Successive Convexification
- Successive convexification is a trajectory optimization method that converts nonconvex optimal control problems into tractable convex problems using local linearization, virtual controls, and trust regions.
- It iteratively solves convex subproblems by linearizing dynamics, enforcing feasibility with artificial constructs, and adapting trust regions to guarantee convergence.

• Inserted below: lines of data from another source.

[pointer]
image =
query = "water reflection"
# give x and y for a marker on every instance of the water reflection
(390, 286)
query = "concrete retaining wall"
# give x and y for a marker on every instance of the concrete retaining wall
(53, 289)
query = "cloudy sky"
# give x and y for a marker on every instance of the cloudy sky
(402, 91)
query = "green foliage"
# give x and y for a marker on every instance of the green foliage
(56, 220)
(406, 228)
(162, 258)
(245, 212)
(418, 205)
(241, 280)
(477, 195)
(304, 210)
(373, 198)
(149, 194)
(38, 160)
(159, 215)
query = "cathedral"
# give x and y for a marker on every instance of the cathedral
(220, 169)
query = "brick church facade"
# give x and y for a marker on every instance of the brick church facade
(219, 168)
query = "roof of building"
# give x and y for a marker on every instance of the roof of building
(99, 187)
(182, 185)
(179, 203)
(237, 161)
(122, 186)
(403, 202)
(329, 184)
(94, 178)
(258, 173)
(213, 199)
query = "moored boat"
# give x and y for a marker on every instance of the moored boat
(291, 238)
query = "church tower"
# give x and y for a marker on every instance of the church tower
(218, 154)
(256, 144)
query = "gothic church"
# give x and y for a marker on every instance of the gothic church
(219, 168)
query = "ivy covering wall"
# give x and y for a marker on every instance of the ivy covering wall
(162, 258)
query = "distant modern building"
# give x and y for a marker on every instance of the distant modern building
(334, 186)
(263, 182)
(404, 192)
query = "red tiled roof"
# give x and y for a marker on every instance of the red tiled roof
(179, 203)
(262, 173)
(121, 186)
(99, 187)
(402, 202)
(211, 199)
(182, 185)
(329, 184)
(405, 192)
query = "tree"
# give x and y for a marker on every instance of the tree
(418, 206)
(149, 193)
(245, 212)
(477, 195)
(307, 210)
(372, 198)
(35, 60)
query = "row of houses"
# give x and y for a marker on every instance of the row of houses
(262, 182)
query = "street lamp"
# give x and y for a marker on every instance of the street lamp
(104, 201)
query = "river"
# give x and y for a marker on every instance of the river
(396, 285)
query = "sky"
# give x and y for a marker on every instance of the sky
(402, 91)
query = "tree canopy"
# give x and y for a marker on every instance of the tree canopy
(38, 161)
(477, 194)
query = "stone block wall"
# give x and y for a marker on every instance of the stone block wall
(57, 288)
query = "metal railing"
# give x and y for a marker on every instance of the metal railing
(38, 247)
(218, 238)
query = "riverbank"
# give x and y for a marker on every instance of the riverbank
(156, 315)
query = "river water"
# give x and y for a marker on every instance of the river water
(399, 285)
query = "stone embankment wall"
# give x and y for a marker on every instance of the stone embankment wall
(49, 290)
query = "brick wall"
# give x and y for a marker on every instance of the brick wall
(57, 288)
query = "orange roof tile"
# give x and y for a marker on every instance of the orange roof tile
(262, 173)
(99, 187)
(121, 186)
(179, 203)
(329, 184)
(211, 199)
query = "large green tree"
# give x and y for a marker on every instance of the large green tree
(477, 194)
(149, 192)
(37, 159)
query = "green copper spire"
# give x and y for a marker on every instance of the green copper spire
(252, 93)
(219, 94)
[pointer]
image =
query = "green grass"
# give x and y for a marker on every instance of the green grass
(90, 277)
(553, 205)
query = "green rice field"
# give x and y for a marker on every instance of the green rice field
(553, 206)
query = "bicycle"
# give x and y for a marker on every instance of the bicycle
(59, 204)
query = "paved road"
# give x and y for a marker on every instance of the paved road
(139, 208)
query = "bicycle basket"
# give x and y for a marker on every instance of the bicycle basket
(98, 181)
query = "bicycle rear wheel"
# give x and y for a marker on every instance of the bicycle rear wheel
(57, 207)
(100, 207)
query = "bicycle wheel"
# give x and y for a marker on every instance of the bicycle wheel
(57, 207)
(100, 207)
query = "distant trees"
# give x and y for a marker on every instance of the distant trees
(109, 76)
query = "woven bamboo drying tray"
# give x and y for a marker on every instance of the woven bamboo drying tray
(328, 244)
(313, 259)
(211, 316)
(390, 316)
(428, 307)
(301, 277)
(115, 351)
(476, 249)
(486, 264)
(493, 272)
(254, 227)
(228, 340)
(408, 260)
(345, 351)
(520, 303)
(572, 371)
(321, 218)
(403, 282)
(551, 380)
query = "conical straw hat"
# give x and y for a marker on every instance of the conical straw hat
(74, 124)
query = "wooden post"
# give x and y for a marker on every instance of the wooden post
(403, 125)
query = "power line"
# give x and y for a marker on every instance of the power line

- The approach supports both discrete and continuous time settings, extends to uncertain environments, and can be implemented using LP, QP, or SOCP solvers.
Successive convexification is a trajectory optimization methodology that transforms a nonconvex optimal control problem (OCP)—where nonlinearity and nonconvex constraints preclude direct global solution—into a rapidly convergent sequence of tractable convex subproblems. At each iteration, the original dynamics and nonconvex constraints are locally linearized about a reference trajectory, and feasibility is safeguarded through the inclusion of artificial constructs such as virtual controls and trust regions. Successive convexification techniques have demonstrated strong theoretical guarantees for convergence, practical real-time performance in a range of guidance and control applications, and the facility to handle challenging constraints such as logical obstacle avoidance via state-triggered constructs (Boyali et al., 2020, Mao et al., 2017, Mao et al., 2018, Elango et al., 22 May 2025, Uzun et al., 5 Jun 2026). The framework supports both discrete- and continuous-time problem settings, generalizes readily to uncertainty and robustness, and can be realized using a variety of convex optimization back ends (LP, QP, SOCP).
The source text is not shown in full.